Safe Harbor Method of De-Identification (HIPAA)

The Safe Harbor method of anonymization and de-identification under the US Health Insurance Portability and Accountability Act of 1996 (HIPAA) Privacy Rule eliminates 18 patient identifiers in healthcare data.These identifiers are also known as protected health information (PHI). The Safe Harbor rule is defined in 45 CFR 164.514b(2) by the US Department of Health and Human Services. It is the hope that by manipulating or eliminating PHI in compliance to the Safe Harbor rule that the patient’s identity cannot be traced back to an original data set. These 18 identifiers include:

  1. Names
  2. All geographic subdivisions smaller than a state usually except for the initial three digits of the ZIP code
  3. All elements of dates except years
  4. Telephone numbers
  5. Fax numbers
  6. Email addresses
  7. Social security numbers
  8. Medical record numbers
  9. Health plan beneficiary numbers
  10. Account numbers
  11. Certificate/license numbers
  12. Vehicle identifiers and serial numbers including license plates
  13. Device identifiers and serial numbers
  14. Web URLs
  15. Internet protocol addresses
  16. Biometric identifies (i.e. retinal scans, fingerprints)
  17. Photos
  18. Any unique identifying number, characteristic or code (What does this mean?)

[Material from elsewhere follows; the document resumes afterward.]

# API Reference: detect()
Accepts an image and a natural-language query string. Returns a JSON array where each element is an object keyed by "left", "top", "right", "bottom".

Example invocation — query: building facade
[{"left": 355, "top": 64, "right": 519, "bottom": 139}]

Soundex is a phonetic algorithm that codes similarly sounding names (in English) as a consistent value. Soundex is commonly used when matching surnames across data sets as variations in spelling are common in data entry. Each Soundex code generated from an input text string has 4 characters – the first letter of the name, and then 3 digits generated from the remaining characters, with similar-sounding phonetic elements coded the same (e.g. D and T are both coded as a 3, M and N are both coded as a 5).

Statistical Method of De-Identification (HIPAA)

Alternate name for the Expert Determination method (see details above) allowed under the HIPAA Privacy Rule. Expert Determination is often called the Statistical Method because certifiers use statistics to determine what level of quasi-identifiers (e.g. ages, geographies, date granularity) can be retained in a data set while still satisfying the HIPAA Privacy Rule’s standards for very low risk of re-identification.